Wednesday, September 2, 2015

Time domain DNP with the NOVEL sequence


Can, T.V., et al., Time domain DNP with the NOVEL sequence. J Chem Phys, 2015. 143(5): p. 054201.


We present results of a pulsed dynamic nuclear polarization (DNP) study at 0.35 T (9.7 GHz/14.7 MHz for electron/(1)H Larmor frequency) using a lab frame-rotating frame cross polarization experiment that employs electron spin locking fields that match the (1)H nuclear Larmor frequency, the so called NOVEL (nuclear orientation via electron spin locking) condition. We apply the method to a series of DNP samples including a single crystal of diphenyl nitroxide (DPNO) doped benzophenone (BzP), 1,3-bisdiphenylene-2-phenylallyl (BDPA) doped polystyrene (PS), and sulfonated-BDPA (SA-BDPA) doped glycerol/water glassy matrices. The optimal Hartman-Hahn matching condition is achieved when the nutation frequency of the electron matches the Larmor frequency of the proton, omega1S = omega0I, together with possible higher order matching conditions at lower efficiencies. The magnetization transfer from electron to protons occurs on the time scale of approximately 100 ns, consistent with the electron-proton couplings on the order of 1-10 MHz in these samples.

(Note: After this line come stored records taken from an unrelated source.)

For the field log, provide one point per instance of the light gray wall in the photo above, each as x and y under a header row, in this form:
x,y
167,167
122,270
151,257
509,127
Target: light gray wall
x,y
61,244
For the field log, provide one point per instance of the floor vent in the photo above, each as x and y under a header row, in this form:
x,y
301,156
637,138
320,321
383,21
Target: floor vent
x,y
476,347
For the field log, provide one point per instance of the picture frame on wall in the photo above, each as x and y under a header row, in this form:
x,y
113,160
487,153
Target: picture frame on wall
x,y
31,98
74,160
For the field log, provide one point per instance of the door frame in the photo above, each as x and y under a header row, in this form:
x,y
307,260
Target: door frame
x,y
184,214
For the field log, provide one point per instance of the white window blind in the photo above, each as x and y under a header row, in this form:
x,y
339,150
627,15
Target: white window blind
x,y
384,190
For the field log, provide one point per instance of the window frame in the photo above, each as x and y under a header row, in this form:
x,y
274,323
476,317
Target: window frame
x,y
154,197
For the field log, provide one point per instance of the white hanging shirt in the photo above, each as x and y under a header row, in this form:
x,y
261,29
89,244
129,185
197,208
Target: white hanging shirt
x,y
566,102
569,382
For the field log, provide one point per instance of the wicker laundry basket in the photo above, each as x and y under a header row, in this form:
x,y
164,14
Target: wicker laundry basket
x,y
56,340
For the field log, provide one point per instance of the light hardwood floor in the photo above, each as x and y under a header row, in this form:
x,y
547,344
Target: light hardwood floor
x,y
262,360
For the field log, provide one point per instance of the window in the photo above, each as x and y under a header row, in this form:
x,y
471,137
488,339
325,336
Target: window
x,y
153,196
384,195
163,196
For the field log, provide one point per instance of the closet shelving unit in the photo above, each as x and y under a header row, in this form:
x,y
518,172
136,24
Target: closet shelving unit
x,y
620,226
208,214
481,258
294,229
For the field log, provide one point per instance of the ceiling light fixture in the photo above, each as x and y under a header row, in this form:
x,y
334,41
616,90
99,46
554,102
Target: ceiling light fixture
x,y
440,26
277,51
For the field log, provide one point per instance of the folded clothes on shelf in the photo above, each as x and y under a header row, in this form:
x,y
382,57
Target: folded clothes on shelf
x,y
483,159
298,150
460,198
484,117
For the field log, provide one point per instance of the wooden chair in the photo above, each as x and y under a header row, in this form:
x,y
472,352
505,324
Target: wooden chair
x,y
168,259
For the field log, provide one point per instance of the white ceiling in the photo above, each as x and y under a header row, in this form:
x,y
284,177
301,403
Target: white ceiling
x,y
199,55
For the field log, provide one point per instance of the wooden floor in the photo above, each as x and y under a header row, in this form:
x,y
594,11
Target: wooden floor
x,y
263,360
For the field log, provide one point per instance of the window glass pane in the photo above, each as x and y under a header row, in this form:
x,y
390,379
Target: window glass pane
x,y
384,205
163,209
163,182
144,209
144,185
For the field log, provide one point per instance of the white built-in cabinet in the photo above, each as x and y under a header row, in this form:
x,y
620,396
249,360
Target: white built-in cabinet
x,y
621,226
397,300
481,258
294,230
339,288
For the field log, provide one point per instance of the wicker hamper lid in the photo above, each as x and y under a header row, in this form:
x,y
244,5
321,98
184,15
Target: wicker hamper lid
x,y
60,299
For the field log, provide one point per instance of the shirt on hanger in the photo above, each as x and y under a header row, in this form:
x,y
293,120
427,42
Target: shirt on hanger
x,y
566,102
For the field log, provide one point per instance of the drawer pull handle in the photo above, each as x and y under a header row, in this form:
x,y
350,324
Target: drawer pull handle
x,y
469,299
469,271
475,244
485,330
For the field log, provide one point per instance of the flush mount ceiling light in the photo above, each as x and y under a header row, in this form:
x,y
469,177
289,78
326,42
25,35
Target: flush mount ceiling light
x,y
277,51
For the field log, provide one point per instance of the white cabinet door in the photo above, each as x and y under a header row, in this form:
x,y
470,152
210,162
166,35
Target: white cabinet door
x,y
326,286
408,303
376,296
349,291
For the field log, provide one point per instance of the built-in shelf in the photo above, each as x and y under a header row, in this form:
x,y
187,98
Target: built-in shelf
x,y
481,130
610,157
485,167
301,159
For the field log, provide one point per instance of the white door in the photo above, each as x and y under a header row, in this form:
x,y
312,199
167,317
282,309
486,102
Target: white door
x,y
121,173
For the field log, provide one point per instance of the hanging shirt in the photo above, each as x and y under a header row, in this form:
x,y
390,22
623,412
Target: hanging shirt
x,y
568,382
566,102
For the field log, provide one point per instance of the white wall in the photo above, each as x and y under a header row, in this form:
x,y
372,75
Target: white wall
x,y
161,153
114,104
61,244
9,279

In a fully protonated single crystal DPNO/BzP, at 270 K, we obtained a maximum signal enhancement of epsilon = 165 and the corresponding gain in sensitivity of epsilonT1/TB (1/2)=230 due to the reduction in the buildup time under DNP. In a sample of partially deuterated PS doped with BDPA, we obtained an enhancement of 323 which is a factor of approximately 3.2 higher compared to the protonated version of the same sample and accounts for 49% of the theoretical limit. For the SA-BDPA doped glycerol/water glassy matrix at 80 K, the sample condition used in most applications of DNP in nuclear magnetic resonance, we also observed a significant enhancement. Our findings demonstrate that pulsed DNP via the NOVEL sequence is highly efficient and can potentially surpass continuous wave DNP mechanisms such as the solid effect and cross effect which scale unfavorably with increasing magnetic field. Furthermore, pulsed DNP is also a promising avenue for DNP at high temperature.